Thursday, May 18, 2006
Finally updating
hello dear readers,
well it has been a long time since i updated ha ha. well there have been many long and late night rehearsals and i hardly have time to come to school and cheak mail and nblog. well today i mangaed to wake up earlier to come and blog haha lame i know.
well got a few thinngs on my mind rrecently i would say.
well i am not sure how many ppl know about the child prodigy See Ian Ike's issuse wiht his deferment but heres what i have to say. Firstly this is a country built on human labour and resources. all males born in this contry must eventually serve their NS as part of their duty to their country. All Ike was asking that it be defered so as to be able to pursue a life long, one-in-a-lifetime oppurtunuity of studying with the greats at Curtis institue of Music in the US. Such talent is truly RARE in this country so why is the govermentnot seeing this??? he will carry the naitions name with him and be a great musician and an ambassdor to the world. What is the point of building an arts city, and "Durian", concerts, arts festival when there is no solid support of the art or should i say MUSIC in particular. such talent should fly into the world and be someone great. Ike truly has a God given Gift that many musican only dream to have. yet the humblness is not far behind this young person. MINDEF should truly consider his deferment, for the sake of this coutry and for MUSIC and MUSICIAN in SIngapore.
anywya musican will tell you that, it takes hard work and long hours of practice to perfect our art. and art form that is slowly fading in Singapore.
anyway another thought in my mind was about Gays and Lesbians in this world. well i would like to just say that, THEY ARE HUMANS TOO!!!! i mean why do ppl look at them differently. they have eyes, ears, a brian, nose, heart etc. just like every other hum,an being. well i was thinking about this because of how one of my friends said to a buch of ppl who were very "wrong" . hmm. well i would testify this "Gays and Lesbians are one of the Best freinds you'll ever meet in your life." and i stand by what i say no matter what. causei have wondeful friends that are like this. i don't have a problem with it at all just do tell me and extreme stuff hee hee.

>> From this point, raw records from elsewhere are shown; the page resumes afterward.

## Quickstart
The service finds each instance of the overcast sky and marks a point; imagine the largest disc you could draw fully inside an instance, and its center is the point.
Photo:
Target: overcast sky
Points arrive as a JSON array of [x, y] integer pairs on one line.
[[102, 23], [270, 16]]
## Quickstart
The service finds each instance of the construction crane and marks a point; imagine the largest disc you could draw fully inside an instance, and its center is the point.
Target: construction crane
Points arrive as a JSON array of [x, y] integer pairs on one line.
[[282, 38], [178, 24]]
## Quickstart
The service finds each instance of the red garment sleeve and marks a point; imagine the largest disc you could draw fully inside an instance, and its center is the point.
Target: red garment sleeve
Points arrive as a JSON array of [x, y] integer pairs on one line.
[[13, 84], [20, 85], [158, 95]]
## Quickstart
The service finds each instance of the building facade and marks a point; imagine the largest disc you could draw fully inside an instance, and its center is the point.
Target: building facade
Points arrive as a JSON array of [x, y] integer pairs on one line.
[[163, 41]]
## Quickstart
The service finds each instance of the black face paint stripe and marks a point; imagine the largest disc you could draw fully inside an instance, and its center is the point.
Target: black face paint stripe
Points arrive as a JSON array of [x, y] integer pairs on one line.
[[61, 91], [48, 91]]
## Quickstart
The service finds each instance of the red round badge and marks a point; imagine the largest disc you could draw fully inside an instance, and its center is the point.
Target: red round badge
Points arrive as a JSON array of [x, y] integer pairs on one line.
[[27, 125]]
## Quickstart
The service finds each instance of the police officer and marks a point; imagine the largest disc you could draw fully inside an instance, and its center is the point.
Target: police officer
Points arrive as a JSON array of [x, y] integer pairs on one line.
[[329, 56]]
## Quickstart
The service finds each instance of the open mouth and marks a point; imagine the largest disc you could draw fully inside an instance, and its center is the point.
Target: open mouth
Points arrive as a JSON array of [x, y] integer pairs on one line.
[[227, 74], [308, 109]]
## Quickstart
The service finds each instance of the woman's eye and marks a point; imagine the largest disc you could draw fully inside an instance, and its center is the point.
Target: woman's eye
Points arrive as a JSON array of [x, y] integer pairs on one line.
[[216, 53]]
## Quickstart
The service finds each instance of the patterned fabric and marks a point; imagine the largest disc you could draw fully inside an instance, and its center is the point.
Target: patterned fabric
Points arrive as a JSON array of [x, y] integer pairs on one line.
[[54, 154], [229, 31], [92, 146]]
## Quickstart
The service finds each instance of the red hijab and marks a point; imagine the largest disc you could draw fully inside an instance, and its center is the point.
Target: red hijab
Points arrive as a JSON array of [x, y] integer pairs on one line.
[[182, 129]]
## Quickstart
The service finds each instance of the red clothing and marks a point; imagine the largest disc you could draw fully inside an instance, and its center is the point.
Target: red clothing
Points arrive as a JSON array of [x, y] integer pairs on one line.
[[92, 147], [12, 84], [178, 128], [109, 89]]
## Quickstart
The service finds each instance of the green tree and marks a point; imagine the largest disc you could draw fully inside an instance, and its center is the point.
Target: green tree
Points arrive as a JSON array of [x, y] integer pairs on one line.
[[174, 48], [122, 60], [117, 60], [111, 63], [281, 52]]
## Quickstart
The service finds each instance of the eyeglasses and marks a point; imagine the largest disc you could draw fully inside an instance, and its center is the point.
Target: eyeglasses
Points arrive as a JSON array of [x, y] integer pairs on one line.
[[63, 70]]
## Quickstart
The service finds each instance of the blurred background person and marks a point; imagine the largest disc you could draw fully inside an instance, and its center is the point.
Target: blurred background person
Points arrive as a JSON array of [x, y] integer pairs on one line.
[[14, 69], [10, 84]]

well recently i have taken a emaotional journey. one that i regret taking. I have been thinking about H too much man. even as much as i try to avoid H and thinking about H, H just haunts me. before i sleep , i see H in my mind, the momenst i wake up i think H. WHY!!?!?!?!?!! i did not ask for this yet i am so deep in this. as if it cannot get worst, the Musical i am playing for, "MAn of Letters" is a love story that is very similar to my life and how i feel. i can'tr help but feel the meaning of the text and songs of this musical. its really hard to play and hold in your feelings. H makes me feel happy everytime i see H. but yet i do not wnat to spoil it by telling her. hmmm sigh. i just want to forget H and get on with my life. i know its not possible. i rather keep this distance and safe that H is there when i need her better then H avoiding me. sigh sigh triple sigh. Why is it so difficult to forget someone you are so in love with. everytime H talks to me or gets close, i feel this hevenly warmth in H's hands and eyes. it just brigthens up my life and keeps me alive. H is the best thing that has happened so far. somtimes i try forgeting H but soomthing tells me for the back of my head "you know you can't forget H, so why try to forget." hmm... well i am so confused and stressedover this.
and if anyone is curious, H is not very hot looking babe. i look for the chracter and heart. H has a good heart, full of love, compassion and care for the ppl around her. and most of all an undying passion for music. H is so perfect and that i feel crimpled when i stand next to H. sigh. Love sucks man...manybe thats why it last so long. sigh. H.
well thats all for now. i'll upodate when i can yah.